Bilim ve teknik, baba ile kızın ilişkisinin her türlü zararını veya zararlı sonucunu bertaraf edebilecek düzeydedir. Akıl ve mantık ile de, baba kızını ve kızı da babasını mutlu ediyorlarsa, anne bu işe karşı çıkmıyorsa, kah çıkarım gökyüzüne seyrederim alemi, kah inerim yeryüzüne seyreder alem beni ve kime ne? Daha ucuz ve daha temiz iş... Öyle mi? Hukuk şöyle dursun hele... Ahlak, bireysel ahlak veya toplumsal ahlak da öyle ya da böyle yaptırım gücünü veya caydırıcılığını, küçümsenmek veya ilkel addedilmek suretiyle, kaybetmiş ise zaten... Koyuverin gitsin!
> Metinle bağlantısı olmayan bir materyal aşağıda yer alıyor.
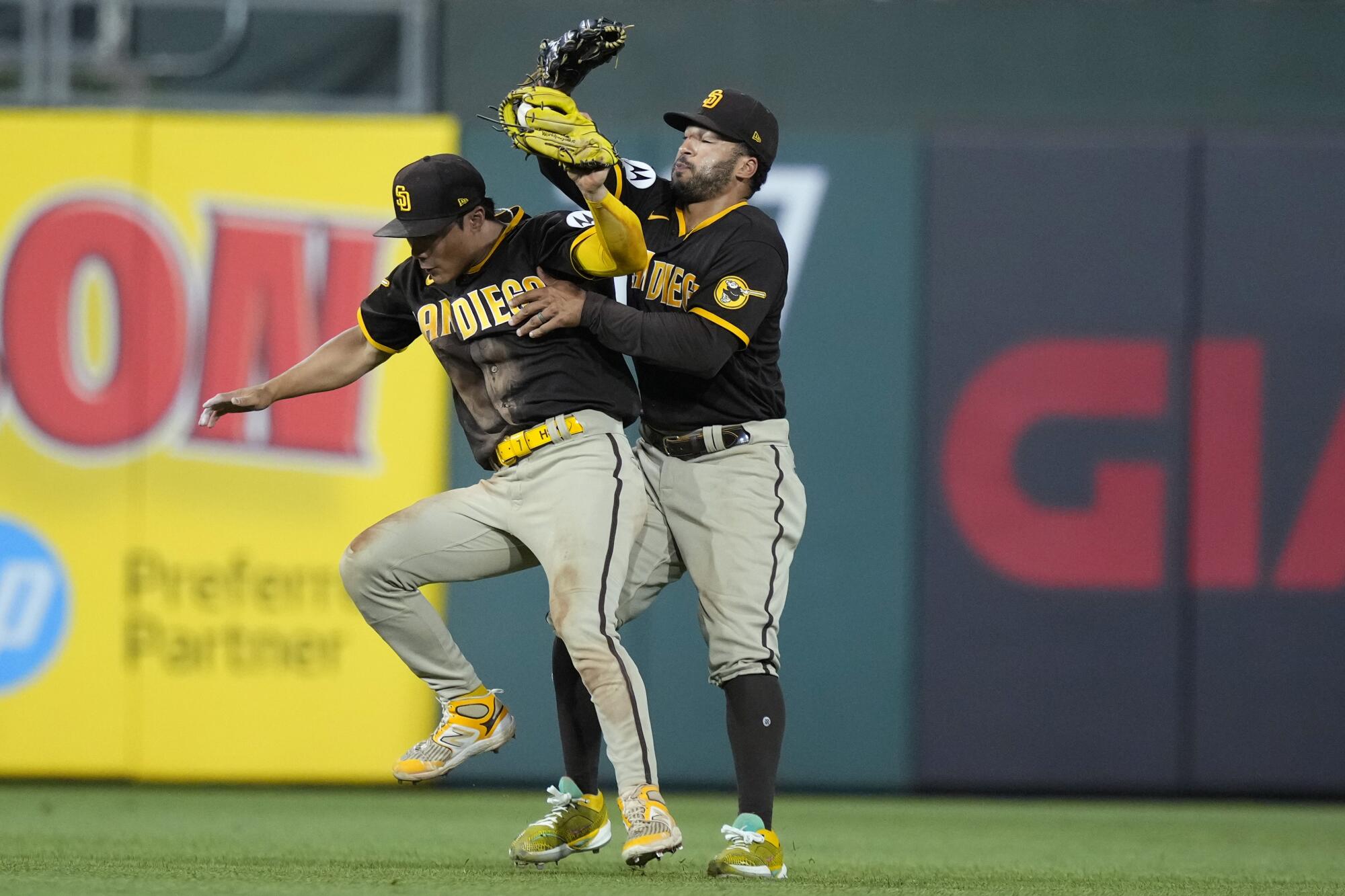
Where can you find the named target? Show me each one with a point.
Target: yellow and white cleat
(471, 724)
(753, 852)
(578, 823)
(650, 830)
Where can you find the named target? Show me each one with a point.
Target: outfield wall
(1063, 369)
(170, 606)
(1063, 358)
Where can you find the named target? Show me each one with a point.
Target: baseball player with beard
(703, 326)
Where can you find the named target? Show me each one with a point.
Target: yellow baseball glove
(544, 122)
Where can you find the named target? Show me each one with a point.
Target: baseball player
(703, 325)
(548, 417)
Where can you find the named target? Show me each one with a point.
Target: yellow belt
(521, 444)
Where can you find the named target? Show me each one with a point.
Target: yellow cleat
(470, 725)
(650, 830)
(753, 852)
(578, 823)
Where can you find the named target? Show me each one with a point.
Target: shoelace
(446, 712)
(740, 837)
(562, 801)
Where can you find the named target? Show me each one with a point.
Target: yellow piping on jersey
(360, 317)
(724, 323)
(681, 220)
(513, 222)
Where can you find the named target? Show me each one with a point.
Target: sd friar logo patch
(734, 292)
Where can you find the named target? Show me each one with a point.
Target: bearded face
(704, 167)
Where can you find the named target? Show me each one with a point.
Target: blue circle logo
(34, 604)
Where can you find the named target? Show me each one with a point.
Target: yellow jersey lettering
(658, 280)
(484, 318)
(446, 314)
(675, 287)
(465, 318)
(500, 311)
(428, 319)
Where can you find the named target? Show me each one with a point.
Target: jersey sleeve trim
(681, 220)
(724, 323)
(575, 253)
(360, 315)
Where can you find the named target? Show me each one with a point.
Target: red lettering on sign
(1117, 541)
(1315, 555)
(1226, 464)
(151, 311)
(266, 317)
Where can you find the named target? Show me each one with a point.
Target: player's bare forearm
(338, 362)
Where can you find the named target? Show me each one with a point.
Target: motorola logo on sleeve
(34, 604)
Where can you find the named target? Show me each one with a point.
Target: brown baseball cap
(432, 193)
(738, 118)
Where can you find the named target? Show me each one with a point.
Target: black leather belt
(693, 444)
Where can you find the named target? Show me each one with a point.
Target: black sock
(582, 735)
(755, 713)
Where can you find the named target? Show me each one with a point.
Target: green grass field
(76, 838)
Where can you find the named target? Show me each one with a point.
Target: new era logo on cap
(432, 193)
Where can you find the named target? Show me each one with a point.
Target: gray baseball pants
(575, 507)
(732, 518)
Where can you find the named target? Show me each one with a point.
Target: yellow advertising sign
(170, 606)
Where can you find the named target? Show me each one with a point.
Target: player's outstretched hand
(540, 311)
(233, 403)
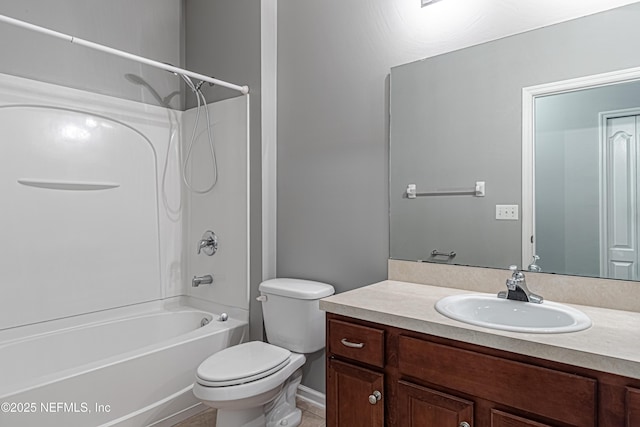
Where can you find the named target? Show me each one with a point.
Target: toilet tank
(292, 315)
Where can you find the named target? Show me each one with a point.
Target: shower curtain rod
(242, 89)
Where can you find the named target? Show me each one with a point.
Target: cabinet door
(502, 419)
(422, 407)
(633, 407)
(354, 396)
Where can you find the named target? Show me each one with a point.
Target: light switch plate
(507, 212)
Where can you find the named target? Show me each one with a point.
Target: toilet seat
(241, 364)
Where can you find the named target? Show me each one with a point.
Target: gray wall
(332, 150)
(151, 28)
(223, 40)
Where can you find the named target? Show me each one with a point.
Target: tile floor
(312, 416)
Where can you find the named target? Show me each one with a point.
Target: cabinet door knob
(374, 397)
(350, 344)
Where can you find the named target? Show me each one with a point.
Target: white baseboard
(312, 396)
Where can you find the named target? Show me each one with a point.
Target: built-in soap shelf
(68, 185)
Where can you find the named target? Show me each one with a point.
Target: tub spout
(201, 280)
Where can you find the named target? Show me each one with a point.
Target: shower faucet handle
(208, 243)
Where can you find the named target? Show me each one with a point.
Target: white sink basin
(498, 313)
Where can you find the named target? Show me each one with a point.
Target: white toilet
(254, 384)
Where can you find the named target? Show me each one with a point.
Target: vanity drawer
(522, 386)
(356, 342)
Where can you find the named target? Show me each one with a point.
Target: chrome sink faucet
(517, 288)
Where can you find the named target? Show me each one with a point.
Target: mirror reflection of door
(619, 198)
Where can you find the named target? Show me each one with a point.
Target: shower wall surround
(94, 211)
(224, 210)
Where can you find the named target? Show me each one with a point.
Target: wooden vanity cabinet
(429, 381)
(355, 375)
Bu mudur? Totalde ne getirir bu? Bireyin düşünce ve davranış özgürlüğünü alabildiğine tattığı ve hazzın sınırlarını zorladığı söylenebilir belki. Tabu ve dogmalardan tamamen temizlenmiş arınmış üstün toplum bu mudur acaba?

Bir diğer yanı da şu olayın: Ahlak/vicdan sayesinde zaten hukuksuzluğa yönelmeyecek insan tipi yetiştirmek mümkün ise, neden o kadar masraflı yola gidilip de insana sınırsız düşünce ve davranış özgürlüğü alanı bırakılıp sonradan da ortaya çıkan tüm zararlar hukuki mekanizmalarla bertaraf edilmeye çalışılıyor ve onca hasarın oluşmasına izin verildikten sonra, zararın telafisi yoluna gidiliyor ille de? Bırak yapsınlar, bırak kırsınlar, bırak döksünler, sonra gelir hukuk mekanizması ile hesabını sorarız yerine, insanların iç ahlakını/vicdanını belirli ölçü ve şekillerde oluşturup, en azından tarihte edinilen tecrübelerden istifade edilebilecek alanları, bireylere bir ahlak öğretisi olarak sunmanın çok mu zararı olur?

Konuyu tam açamadım ve aktarmak istediğim bilgileri tam aktaramadım ama, şimdilik bununla yetininiz ve tartışınız bakalım.